Loin d’avoir été sanctionné pour ses fautes de gestion, pour ne pas dire magouilles, Siré Dia a reçu une prime à l’irresponsabilité. Les investitures perçues au Sénégal comme une récompense, il a été adoubé par Macky Sall qui l’a investi, aux dernières législatives, tête de liste de la coalition Benno Bokk Yaakaar dans le département de Thiès. Siré Dia semble si bien imprégné de sa position d’intouchable qu’il s’est permis de signer par La Poste un communiqué de l’Apr.

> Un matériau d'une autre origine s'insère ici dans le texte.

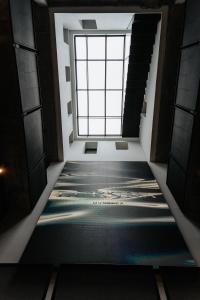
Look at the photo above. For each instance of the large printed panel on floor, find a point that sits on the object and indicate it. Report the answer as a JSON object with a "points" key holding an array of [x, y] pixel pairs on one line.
{"points": [[107, 213]]}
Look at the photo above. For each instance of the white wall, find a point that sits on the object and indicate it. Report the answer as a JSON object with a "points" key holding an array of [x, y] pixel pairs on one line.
{"points": [[14, 240], [63, 58], [146, 123]]}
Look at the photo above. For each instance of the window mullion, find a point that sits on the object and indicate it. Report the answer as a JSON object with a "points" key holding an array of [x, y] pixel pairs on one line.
{"points": [[123, 84], [105, 83], [87, 79]]}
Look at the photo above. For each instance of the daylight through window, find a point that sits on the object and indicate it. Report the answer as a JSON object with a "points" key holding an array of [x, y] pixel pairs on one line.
{"points": [[101, 70]]}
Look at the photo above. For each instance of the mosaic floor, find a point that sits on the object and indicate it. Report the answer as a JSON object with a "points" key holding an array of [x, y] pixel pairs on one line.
{"points": [[108, 213]]}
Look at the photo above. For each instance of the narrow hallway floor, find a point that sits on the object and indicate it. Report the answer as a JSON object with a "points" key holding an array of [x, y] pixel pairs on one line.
{"points": [[107, 213]]}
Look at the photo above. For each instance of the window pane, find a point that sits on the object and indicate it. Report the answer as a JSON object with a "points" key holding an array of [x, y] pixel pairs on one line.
{"points": [[96, 47], [82, 126], [96, 70], [115, 47], [96, 103], [113, 126], [125, 72], [113, 103], [96, 126], [81, 75], [114, 74], [82, 103], [128, 43], [80, 44]]}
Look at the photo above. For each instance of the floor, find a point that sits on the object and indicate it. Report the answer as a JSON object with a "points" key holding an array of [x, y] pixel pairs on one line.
{"points": [[107, 213], [99, 282]]}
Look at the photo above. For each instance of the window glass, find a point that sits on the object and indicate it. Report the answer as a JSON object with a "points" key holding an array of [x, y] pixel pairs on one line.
{"points": [[82, 103], [115, 47], [96, 73], [96, 103], [96, 47], [96, 126], [114, 75], [81, 75], [80, 44], [82, 126], [101, 72], [113, 103]]}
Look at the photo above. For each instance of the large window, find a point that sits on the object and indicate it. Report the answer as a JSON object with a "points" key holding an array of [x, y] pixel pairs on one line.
{"points": [[100, 62]]}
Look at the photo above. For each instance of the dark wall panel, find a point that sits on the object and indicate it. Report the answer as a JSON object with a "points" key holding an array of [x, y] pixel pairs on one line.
{"points": [[176, 179], [189, 78], [28, 79], [34, 138], [22, 22], [181, 137]]}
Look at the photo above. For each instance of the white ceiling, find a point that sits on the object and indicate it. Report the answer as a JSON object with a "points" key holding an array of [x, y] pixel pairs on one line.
{"points": [[105, 21]]}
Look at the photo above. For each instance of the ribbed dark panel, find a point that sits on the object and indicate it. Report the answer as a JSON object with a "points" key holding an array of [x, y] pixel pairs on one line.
{"points": [[142, 41], [181, 283], [185, 146]]}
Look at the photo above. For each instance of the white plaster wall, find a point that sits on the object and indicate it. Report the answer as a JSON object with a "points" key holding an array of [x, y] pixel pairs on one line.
{"points": [[106, 151], [63, 58], [146, 123]]}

Le directeur général de la Sn Poste n’est, hélas, pas le seul responsable de l’Apr à pouvoir se targuer d’un statut d’intouchable. Son camarade de parti, Cheikh Oumar Anne, qui a, lui également, écrit ses lettres de noblesse dans les registres de l’Ofnac, se positionne au-dessus de la Loi. Avec le directeur du Centre des œuvres universitaires de Dakar (Coud), le rapport 2014-2015 de l’organe de contrôle n’a pas uniquement fait état de mauvaise gestion. Nafi Ngom Keïta et ses services ont parlé de «détournements», de «subventions sans bénéficiaire», de «menaces et intimidation sur les enquêteurs de l’Ofnac». Ceux qui, à la lecture de ce rapport accablant, ont prédit la guillotine pour les mis en cause, ont eu le temps de mesurer l’ampleur de leur désenchantement.
Comme Siré Dia, Cheikh Oumar Anne est passé entre les mailles du filet. Mieux, à l’instar de son camarade, il a été investi tête de liste départementale de Benno Bokk Yaakaar à Podor. Pendant que ces intouchables sont renforcés, avec à la prime une immunité parlementaire dont ils pourraient éventuellement se draper, Nafi Ngom Keïta qui les a inculpés rase les murs, peinant à trouver un autre poste de responsabilité.
Toutefois, si Siré Dia et Cheikh Oumar Anne ont laissé les enquêteurs fouiner leur gestion, le ministre Moustapha Diop, lui, n’a même pas donné cette occasion aux magistrats de la Cour des comptes. Alors ministre délégué auprès du ministre de la Femme, de l’Enfant et de la Famille, chargé de la Microfinance et de l’Economie solidaire, le maire de Louga leur a donné un coup de pied là où cela fait mal quand ils ont voulu savoir comment le Fonds national de la promotion de l’entrepreneuriat féminin est géré.
Les traitants de «petits magistrats de rien du tout», Moustapha Diop s’est défoulé sur les vérificateurs. «Il a tenu d’autres propos que la morale républicaine et la bienséance nous empêchent de relever dans ce communiqué. Une telle attitude venant d’un ministre de la République est ahurissante et remet en cause les fondements sur lesquels est assis l’Etat de droit.
L’attitude de M. Diop témoigne d’une ignorance des fondements de la République et de ses règles de fonctionnement, ou d’une crainte immodérée du contrôle envisagé», avait réagi la Cour des comptes. Malgré ces complaintes et les appels au limogeage de l’Union des magistrats sénégalais (Ums), Moustapha Diop est passé de ministre-délégué à ministre tout court. Auparavant, il a été, comme ses autres camarades, bombardé tête de liste départementale de Benno à Louga lors des dernières législatives.
La même chose peut être dite pour Aly Ngouille Ndiaye qui a lui également été épinglé par l’Inspection générale d’Etat (Ige), qui l’a accusé d’avoir agi contre les intérêts du Sénégal concernant l’attribution des licences de pétrole à Pétro Tim.
Avec le régime de Macky Sall, il y en a ceux qui manquent de bol ou qui s’appellent Khalifa Sall qui prennent le chemin de la prison après la publication d’un rapport d’audit. Mais ce ne sont pas les intouchables de la République. Epinglés, que ce soit par la Cour des comptes ou l’Ige, loin d’être inquiétés, ceux-là sont toujours promus.